Os equipamentos e os fluxos de trabalho da área de impressão va­riam de uma empresa para outra. Com o objetivo de desenvolver o seu próprio controle do processo de impressão, convém seguir uma série de considerações desde o início e dispor de um checklist para cada etapa do ciclo de impressão.
A seguir, os principais itens a serem observados.
Ambiente da área de trabalho
Verificar pe­rio­di­ca­men­te a temperatura e a umidade relativa em ­­áreas em que se usam calefação e ar-​­con­di­cio­na­do para checar sua in­fluên­cia nas máquinas de impressão, bem como as condições de iluminação e a ordem e limpeza em geral de toda a produção.
Condições de avaliação de cores
Verificar as condições nas quais se observa as cores, incluindo a temperatura de cor das fontes de iluminação e o am­bien­te em que se rea­li­za a observação, que deve ser ba­sea­do nas normas mais recentes (ISO 3664). São rea­li­za­das medições de temperatura de cor das lâmpadas e demais condições de observação com pe­rio­di­ci­da­de para assegurar que as normas vigentes sejam cumpridas?
A temperatura de cor da luz utilizada deve ser verificada uma vez por mês por um medidor de temperatura de cor ou, ao menos, utilizar um indicador como os adesivos Ugra Light Indicator ou o RHEM da GATF. Verificar a quantidade de luz com um luxímetro.

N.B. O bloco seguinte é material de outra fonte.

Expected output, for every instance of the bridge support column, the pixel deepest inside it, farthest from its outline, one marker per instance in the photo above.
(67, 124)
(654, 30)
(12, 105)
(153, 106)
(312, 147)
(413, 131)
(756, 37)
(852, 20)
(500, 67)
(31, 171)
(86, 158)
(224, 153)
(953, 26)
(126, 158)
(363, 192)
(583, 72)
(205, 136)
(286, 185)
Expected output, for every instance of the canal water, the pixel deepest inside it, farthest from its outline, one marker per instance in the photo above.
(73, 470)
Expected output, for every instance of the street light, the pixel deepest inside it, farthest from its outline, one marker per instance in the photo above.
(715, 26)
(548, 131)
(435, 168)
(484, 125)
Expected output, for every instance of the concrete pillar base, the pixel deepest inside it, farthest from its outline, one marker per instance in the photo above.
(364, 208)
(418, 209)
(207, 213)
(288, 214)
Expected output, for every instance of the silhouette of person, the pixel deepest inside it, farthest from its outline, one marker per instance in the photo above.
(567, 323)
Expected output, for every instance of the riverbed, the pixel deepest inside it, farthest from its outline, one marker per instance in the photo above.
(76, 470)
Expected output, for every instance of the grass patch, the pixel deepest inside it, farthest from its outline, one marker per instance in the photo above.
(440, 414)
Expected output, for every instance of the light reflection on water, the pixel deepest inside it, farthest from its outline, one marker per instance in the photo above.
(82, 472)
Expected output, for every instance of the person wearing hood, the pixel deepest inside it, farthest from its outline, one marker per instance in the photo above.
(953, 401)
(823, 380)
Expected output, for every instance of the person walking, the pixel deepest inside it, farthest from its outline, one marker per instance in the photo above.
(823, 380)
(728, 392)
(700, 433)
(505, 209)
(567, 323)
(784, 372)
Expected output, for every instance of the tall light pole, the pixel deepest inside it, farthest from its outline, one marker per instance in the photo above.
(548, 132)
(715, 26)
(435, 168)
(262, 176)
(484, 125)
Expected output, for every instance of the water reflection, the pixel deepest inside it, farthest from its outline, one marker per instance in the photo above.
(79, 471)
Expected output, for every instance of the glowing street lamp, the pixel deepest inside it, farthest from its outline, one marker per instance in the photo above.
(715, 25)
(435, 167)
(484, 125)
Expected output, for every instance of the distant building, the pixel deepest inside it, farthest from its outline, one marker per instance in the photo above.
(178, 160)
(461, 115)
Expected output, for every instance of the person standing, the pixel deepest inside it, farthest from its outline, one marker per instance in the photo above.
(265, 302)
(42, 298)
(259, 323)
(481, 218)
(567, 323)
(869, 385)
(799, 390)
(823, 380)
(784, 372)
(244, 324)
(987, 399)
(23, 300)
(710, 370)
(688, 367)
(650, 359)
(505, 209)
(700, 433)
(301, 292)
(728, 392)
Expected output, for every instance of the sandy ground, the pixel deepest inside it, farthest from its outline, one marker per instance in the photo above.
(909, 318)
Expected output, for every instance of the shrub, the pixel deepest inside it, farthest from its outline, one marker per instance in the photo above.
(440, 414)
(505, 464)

Consumíveis utilizados na gráfica
Os insumos são comprados ba­sea­dos em sua qualidade e compatibilidade e não pelo seu preço? Esses insumos são ins­pe­cio­na­dos ao ser recebidos para verificar se existe alguma avaria de transporte e se estão de acordo com pedido e fatura?
Convém dispor das características do ma­te­rial por parte do fornecedor (por exemplo gramatura, espessura e acabamento do papel) e avaliá-​­lo para determinar o nível de qualidade e compatibilidade. São ins­pe­cio­na­das regularmente as ­­áreas de armazenamento para assegurar que é mantida a integridade dos materiais ali armazenados?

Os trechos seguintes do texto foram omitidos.